Este panorama nos lleva a reflexionar: ¿cómo llegamos aquí? ¿Qué valores hemos perdido en el camino? En nuestro país, la solidaridad, una vez un pilar fundamental de nuestras comunidades, parece haberse debilitado ante el individualismo y el uso político de las necesidades de la gente.
Los líderes, en lugar de inspirar confianza y unidad, a menudo utilizan la desesperación del pueblo como herramienta para manipularlo. Esto no solo fomenta una cultura de desconfianza, sino que también perpetúa las desigualdades.
Es preocupante ver cómo los problemas emocionales y mentales se han disparado.
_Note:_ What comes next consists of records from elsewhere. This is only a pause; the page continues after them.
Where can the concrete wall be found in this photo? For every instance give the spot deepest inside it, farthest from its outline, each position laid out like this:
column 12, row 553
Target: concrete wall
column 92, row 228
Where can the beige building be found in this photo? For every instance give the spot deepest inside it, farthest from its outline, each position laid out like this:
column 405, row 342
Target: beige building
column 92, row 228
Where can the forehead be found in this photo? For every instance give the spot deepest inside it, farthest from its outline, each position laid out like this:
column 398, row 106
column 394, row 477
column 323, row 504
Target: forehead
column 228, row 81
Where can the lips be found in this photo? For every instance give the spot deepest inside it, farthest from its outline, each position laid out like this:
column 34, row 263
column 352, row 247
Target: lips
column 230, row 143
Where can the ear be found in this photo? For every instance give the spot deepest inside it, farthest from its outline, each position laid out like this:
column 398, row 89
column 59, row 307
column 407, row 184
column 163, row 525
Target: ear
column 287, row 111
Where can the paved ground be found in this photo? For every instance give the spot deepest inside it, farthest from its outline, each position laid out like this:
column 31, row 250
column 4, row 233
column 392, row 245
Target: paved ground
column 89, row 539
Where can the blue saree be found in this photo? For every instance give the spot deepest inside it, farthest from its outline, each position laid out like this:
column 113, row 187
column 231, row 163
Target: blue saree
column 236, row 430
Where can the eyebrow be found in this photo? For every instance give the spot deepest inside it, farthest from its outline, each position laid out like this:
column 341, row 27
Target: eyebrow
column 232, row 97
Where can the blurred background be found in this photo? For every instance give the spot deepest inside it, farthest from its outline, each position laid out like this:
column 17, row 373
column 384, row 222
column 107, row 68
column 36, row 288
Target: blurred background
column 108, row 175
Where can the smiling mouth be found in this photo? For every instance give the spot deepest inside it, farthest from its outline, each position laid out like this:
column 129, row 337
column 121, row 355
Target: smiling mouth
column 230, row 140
La depresión, el pánico y otras afecciones parecen estar relacionadas con un sistema que, en lugar de apoyar a las personas, las somete a una presión constante. Es imposible mantener un equilibrio emocional cuando se vive en un entorno que induce estrés y desconfianza.
Además, debemos hablar de la carga económica que afecta a las familias dominicanas. Los impuestos, los aumentos en los costos de vida y la falta de oportunidades reales agravan la situación.
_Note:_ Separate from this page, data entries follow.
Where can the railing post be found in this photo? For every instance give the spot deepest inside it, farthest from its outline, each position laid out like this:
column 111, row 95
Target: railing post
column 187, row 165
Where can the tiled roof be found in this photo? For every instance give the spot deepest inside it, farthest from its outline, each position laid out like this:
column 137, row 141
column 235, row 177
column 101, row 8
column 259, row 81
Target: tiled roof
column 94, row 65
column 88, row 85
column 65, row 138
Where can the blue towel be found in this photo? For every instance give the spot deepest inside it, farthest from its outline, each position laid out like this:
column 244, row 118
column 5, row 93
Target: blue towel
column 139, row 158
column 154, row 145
Por ejemplo, el peso que representa para una familia promedio pagar un 24% en impuestos directos e indirectos cada año es abrumador. Este tipo de sistema no fomenta el crecimiento, sino que limita las posibilidades de progreso.
Es urgente que revaloricemos la importancia de la solidaridad y el apoyo mutuo. No podemos seguir aceptando que la desconfianza y la desunión sean la norma. Es tiempo de apostar por una sociedad más justa, en la que todos tengamos oportunidades reales para prosperar y en la que nuestros líderes actúen con transparencia y compromiso genuino con el bienestar del pueblo.
La República Dominicana tiene el potencial de ser una nación modelo en solidaridad y progreso, pero para lograrlo debemos trabajar juntos, rescatar nuestros valores y exigir responsabilidad a quienes toman decisiones en nuestro nombre.